Artistic Director Gillian Bagwell founded the Pasadena Shakespeare Company December 1994 with an invited resident company of actors. Within nine months, the company had produced its first season of three plays to enthusiastic praise from audiences and critics, presented more than twenty-five free readings of six Shakespeare plays at Barnes & Noble bookstores throughout the Los Angeles area, and conducted its first creative dramatics classes for children.

From 1996-2003, the PSC produced thirty-seven shows under the 99-Seat Plan of Actor's Equity Association, including eighteen of Shakespeare's plays and a variety of other works including The Beggar's Opera, You Can't Take it With You, Our Country's Good, She Stoops to Conquer, Stephen Jeffreys's The Libertine, Brendan Behan's The Hostage, and Shaw's Arms and the Man and Candida.
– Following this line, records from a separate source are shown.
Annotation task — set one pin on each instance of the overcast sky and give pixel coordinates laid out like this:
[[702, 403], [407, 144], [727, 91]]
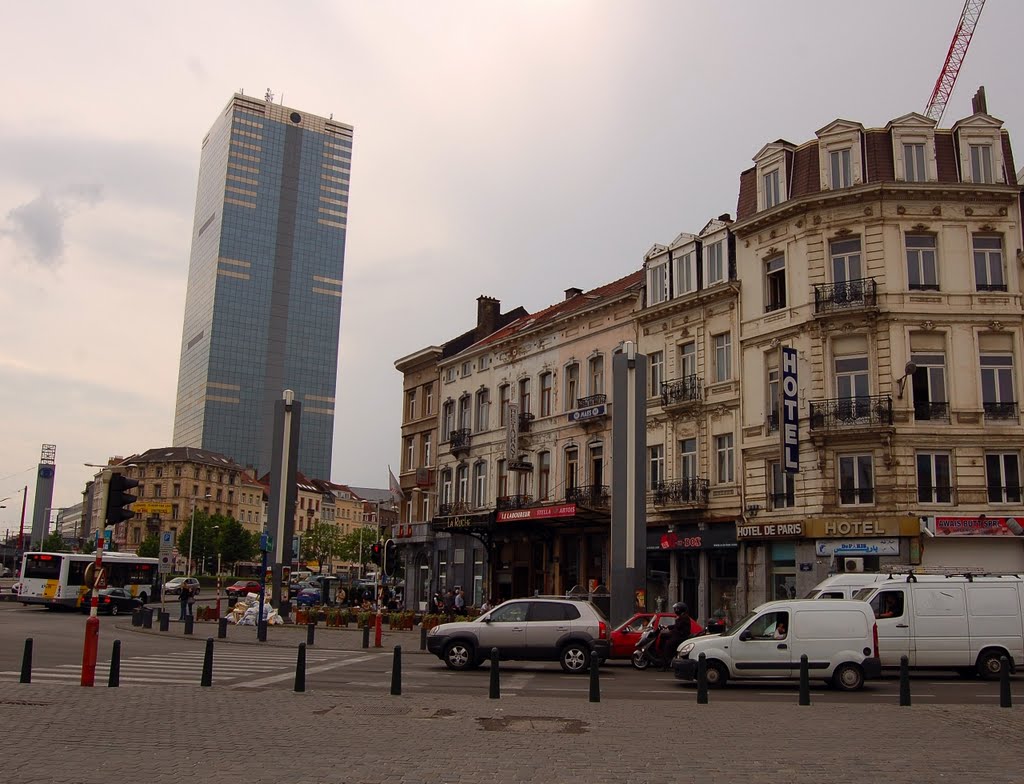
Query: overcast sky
[[513, 149]]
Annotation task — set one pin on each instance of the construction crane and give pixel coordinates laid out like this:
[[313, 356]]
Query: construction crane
[[954, 57]]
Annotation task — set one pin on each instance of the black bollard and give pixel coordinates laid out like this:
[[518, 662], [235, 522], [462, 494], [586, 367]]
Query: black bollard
[[904, 681], [27, 662], [396, 671], [300, 669], [496, 687], [208, 663], [805, 681], [114, 680], [702, 679], [1006, 700]]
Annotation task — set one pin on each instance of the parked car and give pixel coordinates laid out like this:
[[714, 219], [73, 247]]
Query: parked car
[[839, 637], [625, 638], [173, 585], [113, 602], [538, 628], [307, 597], [242, 588]]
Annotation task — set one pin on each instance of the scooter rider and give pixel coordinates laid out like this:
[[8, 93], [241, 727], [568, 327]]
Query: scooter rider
[[676, 636]]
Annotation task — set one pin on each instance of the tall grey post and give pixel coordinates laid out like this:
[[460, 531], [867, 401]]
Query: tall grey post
[[629, 516], [281, 509]]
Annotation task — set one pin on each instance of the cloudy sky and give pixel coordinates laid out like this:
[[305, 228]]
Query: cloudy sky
[[513, 149]]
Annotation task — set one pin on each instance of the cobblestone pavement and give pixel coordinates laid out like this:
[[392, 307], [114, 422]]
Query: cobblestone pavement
[[66, 735]]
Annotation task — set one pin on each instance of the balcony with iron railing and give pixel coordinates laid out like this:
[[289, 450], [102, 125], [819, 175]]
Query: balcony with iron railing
[[591, 495], [931, 410], [506, 503], [684, 391], [691, 491], [459, 440], [1005, 410], [851, 412], [845, 296]]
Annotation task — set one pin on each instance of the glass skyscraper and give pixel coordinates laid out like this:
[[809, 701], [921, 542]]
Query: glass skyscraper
[[263, 304]]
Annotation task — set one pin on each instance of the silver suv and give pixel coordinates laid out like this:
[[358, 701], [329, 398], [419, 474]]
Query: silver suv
[[537, 629]]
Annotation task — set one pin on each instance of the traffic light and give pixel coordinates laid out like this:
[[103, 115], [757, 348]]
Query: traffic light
[[390, 557], [117, 498]]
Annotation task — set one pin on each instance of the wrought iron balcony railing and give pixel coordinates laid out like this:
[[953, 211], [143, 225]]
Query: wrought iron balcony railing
[[851, 411], [593, 495], [689, 491], [459, 439], [930, 409], [685, 390], [513, 502], [848, 294], [1006, 409]]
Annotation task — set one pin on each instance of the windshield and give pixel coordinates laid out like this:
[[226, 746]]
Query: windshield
[[737, 625]]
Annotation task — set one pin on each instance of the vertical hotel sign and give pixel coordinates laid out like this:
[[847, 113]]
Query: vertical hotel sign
[[512, 434], [788, 408]]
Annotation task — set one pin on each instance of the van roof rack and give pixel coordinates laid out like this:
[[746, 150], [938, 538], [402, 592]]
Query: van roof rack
[[970, 572]]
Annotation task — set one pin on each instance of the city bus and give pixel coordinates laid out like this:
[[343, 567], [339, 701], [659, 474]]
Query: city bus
[[55, 579]]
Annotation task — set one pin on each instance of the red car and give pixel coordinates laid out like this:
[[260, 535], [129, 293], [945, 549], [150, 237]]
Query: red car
[[624, 639], [241, 588]]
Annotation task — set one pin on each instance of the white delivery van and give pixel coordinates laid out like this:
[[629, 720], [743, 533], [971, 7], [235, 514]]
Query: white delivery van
[[844, 585], [955, 621], [839, 638]]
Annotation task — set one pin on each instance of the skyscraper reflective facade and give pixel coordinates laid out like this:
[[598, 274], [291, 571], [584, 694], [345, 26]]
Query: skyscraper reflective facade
[[263, 304]]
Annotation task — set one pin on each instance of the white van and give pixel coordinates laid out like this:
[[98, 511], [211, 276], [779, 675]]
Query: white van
[[963, 622], [839, 638], [844, 585]]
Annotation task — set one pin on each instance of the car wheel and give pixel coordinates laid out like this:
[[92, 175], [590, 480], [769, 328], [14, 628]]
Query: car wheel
[[989, 665], [459, 655], [716, 674], [639, 660], [574, 657], [848, 678]]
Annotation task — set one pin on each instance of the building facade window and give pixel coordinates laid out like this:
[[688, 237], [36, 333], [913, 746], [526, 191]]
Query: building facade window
[[934, 478], [988, 263], [723, 356], [1003, 476], [856, 482], [922, 270], [655, 363], [775, 284]]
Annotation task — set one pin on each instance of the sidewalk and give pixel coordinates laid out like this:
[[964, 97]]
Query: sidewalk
[[68, 735]]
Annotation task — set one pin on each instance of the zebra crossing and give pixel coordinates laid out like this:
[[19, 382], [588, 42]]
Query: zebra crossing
[[230, 666]]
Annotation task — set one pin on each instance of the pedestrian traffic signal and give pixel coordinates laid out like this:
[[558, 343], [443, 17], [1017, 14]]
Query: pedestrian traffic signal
[[117, 498], [390, 557]]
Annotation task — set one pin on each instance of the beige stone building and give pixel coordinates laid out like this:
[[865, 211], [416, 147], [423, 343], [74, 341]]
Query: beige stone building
[[890, 260]]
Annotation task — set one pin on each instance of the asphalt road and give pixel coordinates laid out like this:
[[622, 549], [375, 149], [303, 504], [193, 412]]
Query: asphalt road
[[173, 659]]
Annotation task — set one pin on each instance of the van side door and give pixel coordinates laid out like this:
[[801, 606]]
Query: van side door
[[892, 612]]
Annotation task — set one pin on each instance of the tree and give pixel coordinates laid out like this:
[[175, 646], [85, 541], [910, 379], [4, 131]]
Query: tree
[[150, 547]]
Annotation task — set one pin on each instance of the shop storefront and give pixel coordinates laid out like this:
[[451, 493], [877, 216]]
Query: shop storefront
[[974, 541], [695, 562]]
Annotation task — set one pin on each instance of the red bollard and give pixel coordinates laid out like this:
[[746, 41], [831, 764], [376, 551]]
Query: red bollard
[[89, 651]]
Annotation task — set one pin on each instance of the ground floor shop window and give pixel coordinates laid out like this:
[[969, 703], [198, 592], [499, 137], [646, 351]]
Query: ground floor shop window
[[783, 570]]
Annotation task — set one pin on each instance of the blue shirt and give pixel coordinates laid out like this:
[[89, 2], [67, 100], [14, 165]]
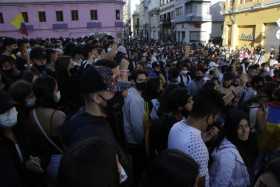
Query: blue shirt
[[188, 140], [133, 117], [228, 168]]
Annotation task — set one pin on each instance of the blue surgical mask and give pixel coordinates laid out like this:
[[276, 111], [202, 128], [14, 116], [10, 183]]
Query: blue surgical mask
[[9, 118]]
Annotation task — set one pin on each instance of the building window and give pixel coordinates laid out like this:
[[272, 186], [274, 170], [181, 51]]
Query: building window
[[1, 18], [75, 15], [93, 15], [59, 15], [118, 15], [25, 17], [179, 11], [195, 36], [42, 16], [188, 9]]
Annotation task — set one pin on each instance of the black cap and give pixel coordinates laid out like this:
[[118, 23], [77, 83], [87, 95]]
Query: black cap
[[95, 79], [6, 102], [9, 41], [38, 53]]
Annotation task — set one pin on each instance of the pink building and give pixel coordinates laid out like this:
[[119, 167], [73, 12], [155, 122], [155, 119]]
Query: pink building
[[62, 18]]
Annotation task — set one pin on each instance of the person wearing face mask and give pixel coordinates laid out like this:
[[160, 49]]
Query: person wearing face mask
[[197, 84], [90, 54], [98, 89], [38, 58], [42, 126], [10, 155], [134, 117], [23, 58], [239, 133], [23, 95], [174, 107], [8, 70], [10, 46], [185, 77], [228, 167], [186, 136]]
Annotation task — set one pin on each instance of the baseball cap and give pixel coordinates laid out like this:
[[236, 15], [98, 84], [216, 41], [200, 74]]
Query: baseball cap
[[6, 102], [38, 53], [96, 79]]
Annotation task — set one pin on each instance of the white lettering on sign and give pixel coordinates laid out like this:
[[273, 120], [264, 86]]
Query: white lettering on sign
[[278, 34], [248, 37], [278, 22]]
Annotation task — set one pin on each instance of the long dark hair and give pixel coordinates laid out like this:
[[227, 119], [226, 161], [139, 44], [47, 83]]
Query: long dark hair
[[44, 88]]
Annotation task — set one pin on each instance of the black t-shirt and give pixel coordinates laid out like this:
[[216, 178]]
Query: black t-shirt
[[10, 175], [83, 126]]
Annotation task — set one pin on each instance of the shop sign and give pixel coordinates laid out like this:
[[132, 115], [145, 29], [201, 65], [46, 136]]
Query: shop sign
[[278, 22], [247, 37], [278, 34]]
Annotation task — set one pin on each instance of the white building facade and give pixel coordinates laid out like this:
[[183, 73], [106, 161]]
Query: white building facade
[[154, 19], [216, 11], [167, 20], [193, 21]]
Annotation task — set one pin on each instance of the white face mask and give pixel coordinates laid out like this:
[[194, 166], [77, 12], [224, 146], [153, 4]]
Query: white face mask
[[185, 72], [267, 69], [57, 97], [9, 119], [30, 102]]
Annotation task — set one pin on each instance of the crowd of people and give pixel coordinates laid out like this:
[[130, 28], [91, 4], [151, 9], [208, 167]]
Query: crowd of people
[[94, 112]]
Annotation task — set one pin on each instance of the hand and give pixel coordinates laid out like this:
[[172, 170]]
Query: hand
[[208, 135], [34, 164]]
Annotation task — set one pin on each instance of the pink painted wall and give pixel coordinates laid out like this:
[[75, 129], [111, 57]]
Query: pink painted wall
[[106, 15]]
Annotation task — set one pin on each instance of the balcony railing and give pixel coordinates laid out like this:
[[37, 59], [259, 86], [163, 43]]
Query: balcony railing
[[192, 18]]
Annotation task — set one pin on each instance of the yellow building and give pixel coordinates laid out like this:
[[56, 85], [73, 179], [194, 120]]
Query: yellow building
[[251, 23]]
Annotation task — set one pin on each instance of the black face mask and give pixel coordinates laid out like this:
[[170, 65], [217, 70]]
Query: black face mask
[[141, 86], [14, 51], [115, 104], [8, 72], [226, 85], [41, 68], [185, 113]]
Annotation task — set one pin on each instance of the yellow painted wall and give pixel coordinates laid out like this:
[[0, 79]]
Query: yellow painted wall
[[258, 18]]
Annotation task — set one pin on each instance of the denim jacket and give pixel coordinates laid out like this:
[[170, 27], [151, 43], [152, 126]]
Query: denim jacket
[[228, 168]]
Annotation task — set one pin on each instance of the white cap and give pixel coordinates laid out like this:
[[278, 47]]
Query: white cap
[[122, 49]]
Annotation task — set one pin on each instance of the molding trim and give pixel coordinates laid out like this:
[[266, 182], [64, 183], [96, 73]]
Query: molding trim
[[61, 2], [259, 6]]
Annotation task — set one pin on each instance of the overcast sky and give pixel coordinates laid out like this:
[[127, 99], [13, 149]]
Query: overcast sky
[[135, 2]]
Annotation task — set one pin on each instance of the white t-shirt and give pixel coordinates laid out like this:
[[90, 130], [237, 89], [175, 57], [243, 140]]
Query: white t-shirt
[[188, 139]]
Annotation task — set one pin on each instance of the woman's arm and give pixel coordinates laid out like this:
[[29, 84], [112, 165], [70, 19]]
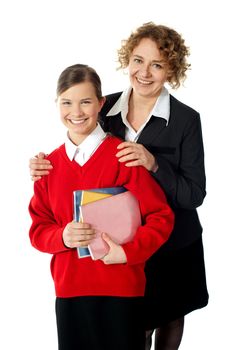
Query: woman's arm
[[184, 185]]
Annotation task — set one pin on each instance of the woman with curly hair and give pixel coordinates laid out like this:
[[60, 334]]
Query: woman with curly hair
[[163, 135]]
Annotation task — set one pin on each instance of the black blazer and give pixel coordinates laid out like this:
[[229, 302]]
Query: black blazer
[[178, 149]]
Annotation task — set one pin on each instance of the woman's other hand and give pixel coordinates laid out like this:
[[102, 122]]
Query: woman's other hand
[[39, 166]]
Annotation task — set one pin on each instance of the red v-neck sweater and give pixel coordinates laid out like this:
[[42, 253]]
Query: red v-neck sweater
[[51, 209]]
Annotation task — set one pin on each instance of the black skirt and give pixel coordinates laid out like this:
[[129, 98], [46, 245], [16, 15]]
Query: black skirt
[[100, 323], [176, 284]]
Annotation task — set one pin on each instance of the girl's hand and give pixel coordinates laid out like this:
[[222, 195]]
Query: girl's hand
[[135, 154], [39, 166], [116, 254], [77, 234]]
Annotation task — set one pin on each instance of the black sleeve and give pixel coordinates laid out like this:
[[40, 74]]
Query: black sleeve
[[185, 184]]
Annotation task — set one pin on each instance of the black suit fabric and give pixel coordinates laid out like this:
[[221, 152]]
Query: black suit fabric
[[175, 274]]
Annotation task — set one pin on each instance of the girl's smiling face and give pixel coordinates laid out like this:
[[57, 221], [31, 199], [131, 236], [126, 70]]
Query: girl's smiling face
[[79, 108]]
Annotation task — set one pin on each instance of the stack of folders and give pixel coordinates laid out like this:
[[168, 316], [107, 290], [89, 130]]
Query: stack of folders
[[113, 210]]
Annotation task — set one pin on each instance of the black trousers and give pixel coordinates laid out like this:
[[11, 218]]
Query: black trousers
[[176, 284], [100, 323]]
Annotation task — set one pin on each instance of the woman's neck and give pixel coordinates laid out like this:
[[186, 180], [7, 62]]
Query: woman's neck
[[139, 110]]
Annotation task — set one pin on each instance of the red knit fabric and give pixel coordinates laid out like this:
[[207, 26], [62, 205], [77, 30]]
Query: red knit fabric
[[51, 208]]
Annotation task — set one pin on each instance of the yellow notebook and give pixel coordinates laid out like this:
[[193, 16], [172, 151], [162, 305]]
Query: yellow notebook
[[89, 196]]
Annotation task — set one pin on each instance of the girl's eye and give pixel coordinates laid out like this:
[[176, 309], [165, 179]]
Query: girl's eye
[[137, 60], [66, 103], [157, 65]]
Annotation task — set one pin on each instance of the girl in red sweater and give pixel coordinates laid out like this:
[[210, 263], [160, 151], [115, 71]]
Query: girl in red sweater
[[98, 303]]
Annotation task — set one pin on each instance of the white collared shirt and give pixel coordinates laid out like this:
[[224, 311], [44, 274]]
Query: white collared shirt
[[84, 151], [161, 109]]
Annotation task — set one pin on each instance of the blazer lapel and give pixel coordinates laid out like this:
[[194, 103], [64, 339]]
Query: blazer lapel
[[152, 130]]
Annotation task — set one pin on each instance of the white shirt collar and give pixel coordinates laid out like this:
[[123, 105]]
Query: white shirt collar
[[161, 108], [87, 147]]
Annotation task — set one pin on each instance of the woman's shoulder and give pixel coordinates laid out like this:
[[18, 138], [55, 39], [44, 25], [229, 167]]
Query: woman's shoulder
[[178, 106]]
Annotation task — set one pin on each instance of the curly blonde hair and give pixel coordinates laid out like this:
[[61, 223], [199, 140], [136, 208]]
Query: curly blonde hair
[[168, 41]]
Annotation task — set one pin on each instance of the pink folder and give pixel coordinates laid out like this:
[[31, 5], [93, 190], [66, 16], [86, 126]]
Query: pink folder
[[119, 216]]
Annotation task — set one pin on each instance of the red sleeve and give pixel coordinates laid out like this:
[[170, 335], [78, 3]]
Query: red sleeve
[[157, 216], [45, 232]]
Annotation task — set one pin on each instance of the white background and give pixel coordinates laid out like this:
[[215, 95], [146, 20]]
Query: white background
[[38, 40]]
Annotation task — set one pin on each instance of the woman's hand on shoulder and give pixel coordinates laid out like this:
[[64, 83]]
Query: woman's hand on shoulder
[[116, 254], [135, 154], [39, 166]]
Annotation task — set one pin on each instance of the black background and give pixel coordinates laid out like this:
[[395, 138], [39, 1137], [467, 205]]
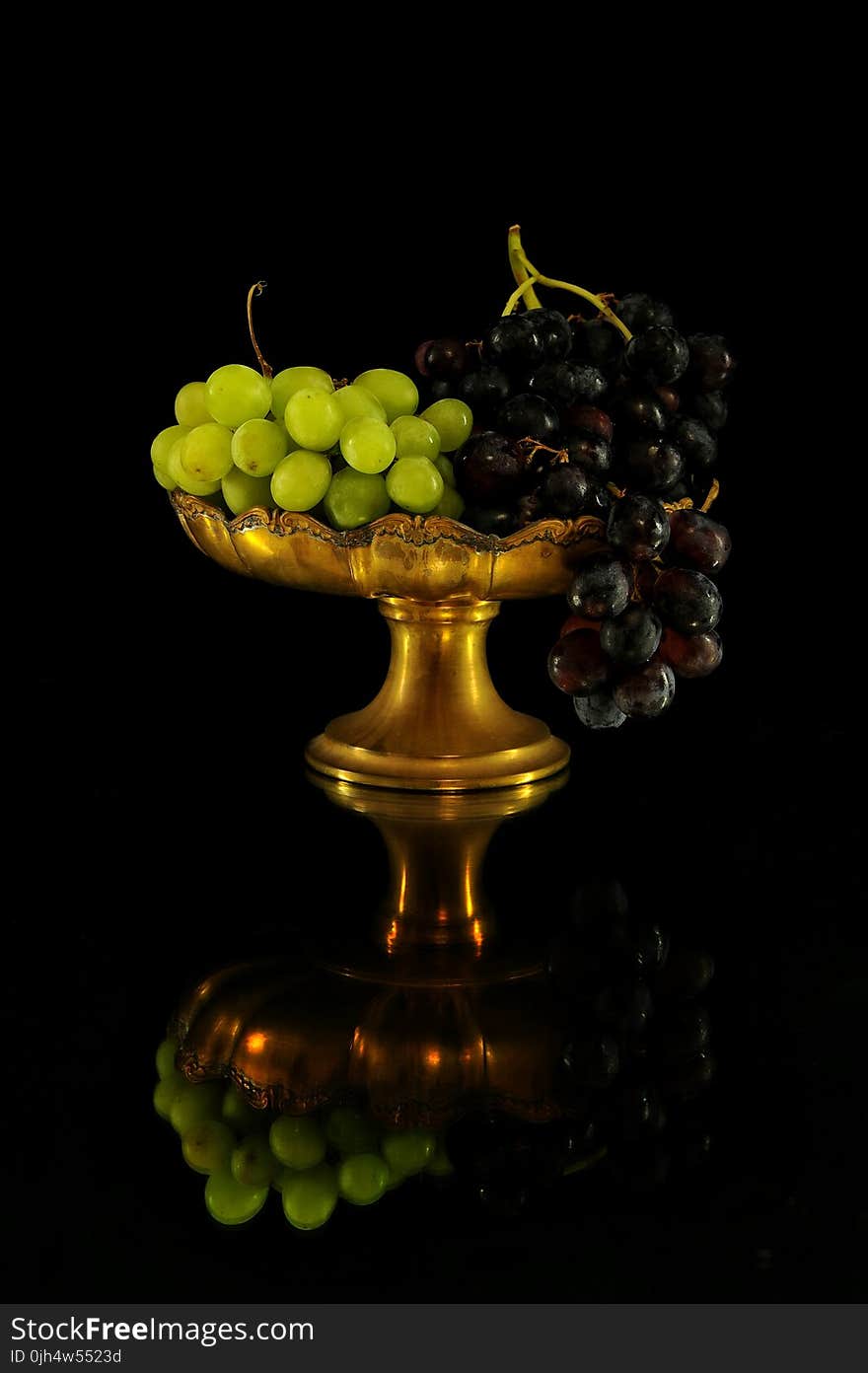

The PSC received many outstanding reviews from publications including the L.A. Times, L.A. Weekly, Pasadena Star News, Pasadena Weekly, and Backstage West, and was featured in stories by CNN and the Wall Street Journal.

Many of the PSC's shows were named Pick of the Week or Critic's Choice, and its plaudits include ten Drama-Logue Awards, an L.A. Weekly nomination of The Beggar's Opera as Best Musical of 1998, an L.A. Weekly award for Best Actor for Loren Bass's portrayal of Iago in Othello, and the New Times and Pasadena Weekly's naming Our Country's Good as one of the best productions of 1997.




Throughout the company's existence, David Paul Needles, the PSC's associate artistic director and director of education, developed and taught classes in association with Kidspace Museum and various public and private schools in the Pasadena area.